Although any time of year is a good time to catch smallmouth bass the pre-spawn period is one of favorites for bass enthusiasts across the country. Fish in this period are aggressive, looking to feed and school up in predictable locations where anglers can target these fish.
Pre-spawn smallies start to make their move close to spawning sites in late spring. These fish look to settle into heavy structure areas adjacent to gravel shorelines or rubble. Smallmouths are especially fond of hiding in and around wood or large rocks in this pre-spawn period. The major feeding times will occur at dusk and at first light for anglers so being on the water when the fish are active is a must. The window for activity is a small one, and often there is no distinct pattern, but spending time in 6 to 10 feet of water with heavy structure near spawning sites should pay dividends. It might take a while to locate smallmouth, but once you find one, others will be nearby.
If you are fishing clear water conditions, sight fishing for these pre-spawn fish can be very productive. Knowledge of points and shoreline structure can be a benefit but quietly cruising the shallows with your trolling motor will allow you to spot smallmouth activity. If you find fish holding along the structure or bottom back your boat out slowly and cast to these fish from a distance.

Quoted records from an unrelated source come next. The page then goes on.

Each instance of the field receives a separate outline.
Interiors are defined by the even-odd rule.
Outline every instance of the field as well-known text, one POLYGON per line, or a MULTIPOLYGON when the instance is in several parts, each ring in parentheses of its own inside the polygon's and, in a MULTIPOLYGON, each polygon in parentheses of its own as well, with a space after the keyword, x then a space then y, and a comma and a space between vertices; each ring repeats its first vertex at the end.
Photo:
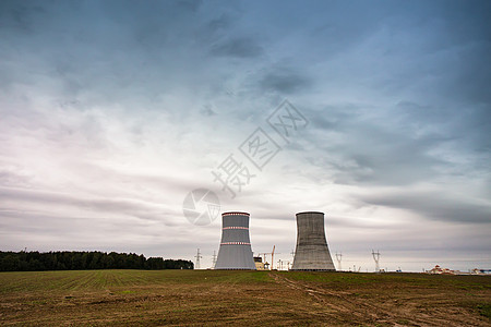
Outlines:
POLYGON ((491 277, 0 272, 0 325, 491 326, 491 277))

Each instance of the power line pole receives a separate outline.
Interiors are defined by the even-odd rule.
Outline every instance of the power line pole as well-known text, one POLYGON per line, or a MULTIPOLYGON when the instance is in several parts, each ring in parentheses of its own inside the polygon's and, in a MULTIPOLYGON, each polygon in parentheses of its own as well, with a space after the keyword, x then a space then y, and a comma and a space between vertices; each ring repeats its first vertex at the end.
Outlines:
POLYGON ((376 252, 372 250, 372 256, 373 256, 373 259, 375 261, 375 272, 380 272, 380 266, 379 266, 380 252, 379 252, 379 250, 376 250, 376 252))
POLYGON ((197 254, 194 257, 196 258, 196 266, 194 269, 200 269, 200 259, 203 257, 200 253, 200 249, 197 249, 197 254))
POLYGON ((342 265, 340 265, 340 261, 342 261, 342 258, 343 258, 343 253, 337 253, 336 252, 336 259, 337 259, 337 265, 339 266, 339 270, 343 270, 343 268, 342 268, 342 265))
POLYGON ((213 258, 212 258, 212 269, 215 269, 216 265, 216 251, 213 251, 213 258))

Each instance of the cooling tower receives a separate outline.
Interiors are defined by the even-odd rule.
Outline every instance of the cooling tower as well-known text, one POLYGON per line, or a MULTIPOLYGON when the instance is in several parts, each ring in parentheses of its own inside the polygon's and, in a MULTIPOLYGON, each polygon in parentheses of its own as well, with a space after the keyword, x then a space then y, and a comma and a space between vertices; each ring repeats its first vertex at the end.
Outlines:
POLYGON ((336 270, 325 240, 323 213, 297 214, 297 249, 291 270, 336 270))
POLYGON ((249 239, 249 214, 221 214, 221 242, 215 269, 255 270, 249 239))

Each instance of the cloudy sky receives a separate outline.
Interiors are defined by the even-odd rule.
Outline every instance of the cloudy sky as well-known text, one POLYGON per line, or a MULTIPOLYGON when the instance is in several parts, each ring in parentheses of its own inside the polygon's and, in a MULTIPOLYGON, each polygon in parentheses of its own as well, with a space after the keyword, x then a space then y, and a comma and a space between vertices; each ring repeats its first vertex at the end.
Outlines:
MULTIPOLYGON (((343 268, 491 266, 489 1, 0 1, 0 249, 192 259, 251 214, 291 259, 320 210, 343 268), (267 123, 288 100, 309 122, 267 123), (262 170, 239 147, 279 147, 262 170), (253 174, 236 197, 213 171, 253 174)), ((233 186, 233 185, 232 185, 233 186)))

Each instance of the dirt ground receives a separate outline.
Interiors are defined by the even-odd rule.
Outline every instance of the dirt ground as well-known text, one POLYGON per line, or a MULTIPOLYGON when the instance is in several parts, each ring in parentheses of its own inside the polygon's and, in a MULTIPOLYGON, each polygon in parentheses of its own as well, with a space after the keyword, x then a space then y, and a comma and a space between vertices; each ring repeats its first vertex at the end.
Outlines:
POLYGON ((490 276, 0 272, 1 326, 491 326, 490 276))

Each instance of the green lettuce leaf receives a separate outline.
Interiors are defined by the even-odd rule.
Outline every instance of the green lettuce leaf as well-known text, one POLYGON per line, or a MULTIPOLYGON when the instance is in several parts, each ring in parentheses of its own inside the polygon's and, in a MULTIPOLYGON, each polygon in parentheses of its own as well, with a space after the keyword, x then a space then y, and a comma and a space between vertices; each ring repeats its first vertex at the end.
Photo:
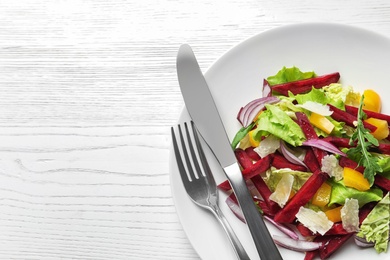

Start fishing these bass with jigs and Kalin's grubs or wacky worms. The grubs and worms can be rigged weedless if snags are a problem. Make your cast and let the bait sink before starting your retrieve. Use a slow steady retrieve working the bait about a foot off the bottom. If that doesn't produce a strike, try walking the bait on the bottom with an occasional pause. These two presentations will allow you to catch both the active and lackadaisical fish.
Color is important with pre-spawn smallmouth. Neutral colors seem to produce better in clear water. Baits in browns and greens are the best place to start when rigging plastics but carry a few black grubs just in case the water is discolored. Experiment with colors since each lake may have its own preferred color.
When fishing grubs, the proper tackle is important. A 6- or 7-foot medium to medium-heavy action rod is perfect for fishing grubs and other soft plastics. A rod should have a sensitive tip but plenty of backbone to set the hook firmly. Longer, stiff rods can also be used for this type of fishing as they allow anglers to steer fish effectively out of thick cover. Line is another critical item for this type of fishing. Six- to 10-pound abrasion resistant lines are important as fish will hold tight to cover and try and tangle you up. If the water is clear try and use as light of line that you can without breaking fish off.
Pre-spawn smallmouth bass fishing can offer plenty of excitement to anglers in early spring. Not only are the fish easier to find this time of year, but they can be caught with many different baits. Get the boat on the water for a day and enjoy this special opportunity.